Kubelet is a component in Kubernetes. And Kubelet can communicate with containerd to start containers. Since containerd can now tell WebAssembly runtimes to run Wasm bytecode instead, Kubernetes gets this ability as well.
Once you package a Wasm image for Docker, you can also run it in Kubernetes. So, you get the same benefits you get with traditional containers. Package once, ship anywhere, and deploy at a massive scale.
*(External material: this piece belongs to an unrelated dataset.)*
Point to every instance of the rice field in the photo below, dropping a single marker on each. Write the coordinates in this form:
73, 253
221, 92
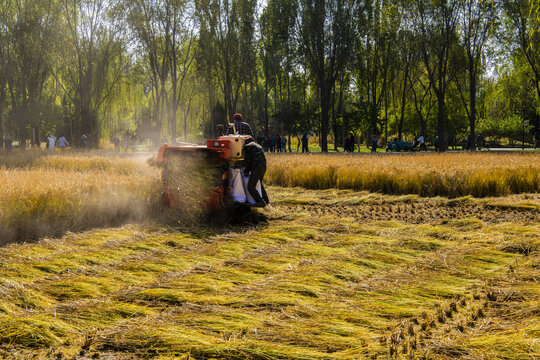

How to Use Wasm Runtimes Under Docker
In this previous blog post, we discussed how to use Wasm with Docker. This covered a complete scenario from start to finish. In that blog, you will find all of these things:
- How to Install Docker Desktop
- How to Compile C++ Code into Wasm Bytecode
- How to Package Wasm Bytecode into an OCI-Compliant Image
- And, what interests us here, How to Run Wasm Under Docker
If you want to use the commands below, make sure to download the second technical preview build of Docker from this page (if you cannot download build for Windows, see notes below). This is currently available ONLY in that build. But if you read this blog at a later date (later than summer of 2023, possibly), a normal build of Docker Desktop might already include these features. So, there will be no need to download the technical preview anymore.
Possible Bugs You May Encounter in Docker + Wasm Technical Preview 2
The current technical build might have some bugs. It's technically "beta software". This means it's very new, so it's not entirely polished. It will take time to fix all the bugs.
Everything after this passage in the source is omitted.